Trois personnes ont été arrêtées samedi à Portsmouth, dans le sud de l’Angleterre, lors de manifestations opposant des groupes anti-immigration à des militants antiracistes. La police du Hampshire avait déployé d’importants effectifs pour éviter les affrontements.
Les forces de l’ordre ont interpellé trois individus en marge des rassemblements rivaux qui ont mobilisé plusieurs centaines de personnes dans le centre-ville. Un homme de 76 ans a été arrêté pour avoir dissimulé son visage, en violation des nouvelles restrictions entrées en vigueur samedi matin. Un homme de 33 ans et un adolescent de 16 ans ont également été placés en garde à vue, respectivement pour obstruction et troubles violents. La marche du groupe « South Coast Patriots » a rassemblé jusqu’à 500 manifestants brandissant des drapeaux britanniques. Face à eux, environ 300 personnes ont participé à la contre-manifestation organisée par « Stand Up to Racism ». La police a établi un cordon de sécurité entre les deux camps à Guildhall Square.
Nouvelles restrictions policières
La police du Hampshire et de l’île de Wight a appliqué pour la première fois les pouvoirs conférés par l’article 158 du Crime and Policing Act 2025. Cette législation interdit le port de couvre-visages destinés à dissimuler l’identité lors de manifestations.
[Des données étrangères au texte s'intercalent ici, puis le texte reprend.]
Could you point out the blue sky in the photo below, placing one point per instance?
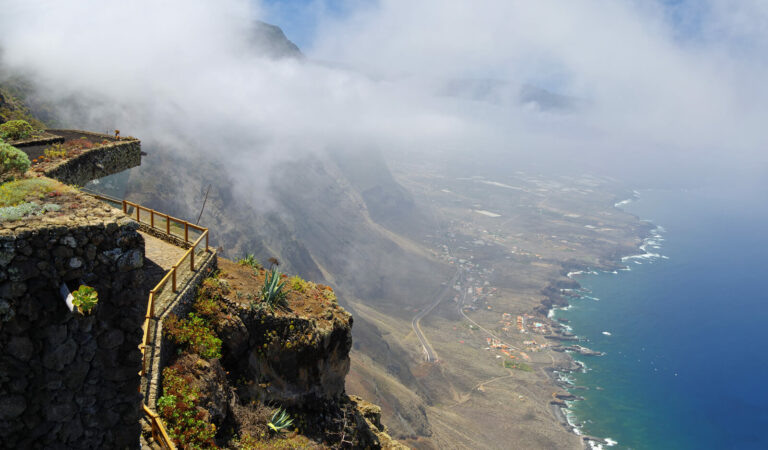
(298, 18)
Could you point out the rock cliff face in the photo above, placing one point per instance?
(68, 380)
(295, 357)
(296, 361)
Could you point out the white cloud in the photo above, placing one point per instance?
(178, 71)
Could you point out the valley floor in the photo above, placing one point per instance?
(481, 352)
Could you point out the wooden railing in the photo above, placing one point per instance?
(173, 227)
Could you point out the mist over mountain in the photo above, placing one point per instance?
(346, 160)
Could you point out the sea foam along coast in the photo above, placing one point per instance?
(649, 248)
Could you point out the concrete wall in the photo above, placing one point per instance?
(71, 381)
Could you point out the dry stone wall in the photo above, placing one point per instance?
(66, 380)
(98, 162)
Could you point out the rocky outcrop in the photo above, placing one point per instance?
(373, 433)
(294, 360)
(68, 380)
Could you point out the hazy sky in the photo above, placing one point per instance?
(678, 83)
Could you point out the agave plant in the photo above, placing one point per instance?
(272, 292)
(280, 421)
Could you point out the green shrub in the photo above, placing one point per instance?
(11, 213)
(272, 292)
(193, 333)
(298, 284)
(12, 160)
(16, 129)
(85, 298)
(179, 410)
(19, 191)
(250, 260)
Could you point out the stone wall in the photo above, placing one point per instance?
(98, 162)
(163, 350)
(66, 380)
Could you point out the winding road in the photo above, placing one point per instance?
(444, 291)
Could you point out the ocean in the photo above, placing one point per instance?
(685, 330)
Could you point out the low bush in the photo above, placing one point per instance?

Une ordonnance complémentaire permettait aux agents d’exiger le retrait des masques et autres accessoires. « Ces pouvoirs ne visent pas à empêcher la protestation », a déclaré le commissaire adjoint Paul Bartolomeo. « Ils servent à prévenir la criminalité et les troubles. » La commissaire de police Donna Jones s’est félicitée du déroulement « sans incident majeur » de la journée.
Contexte de tensions persistantes
Ces mobilisations font suite aux troubles du 6 septembre à Eastney Marina. Des centaines de manifestants avaient bloqué des bus transportant 120 migrants débarqués après une traversée de la Manche. Des véhicules policiers et des équipements des garde-côtes avaient été endommagés. Le Premier ministre Andy Burnham avait dénoncé une « politique du poison » après ces événements. Quelque 16 513 migrants irréguliers ont traversé la Manche depuis le début de l’année, selon les données du ministère de l’Intérieur.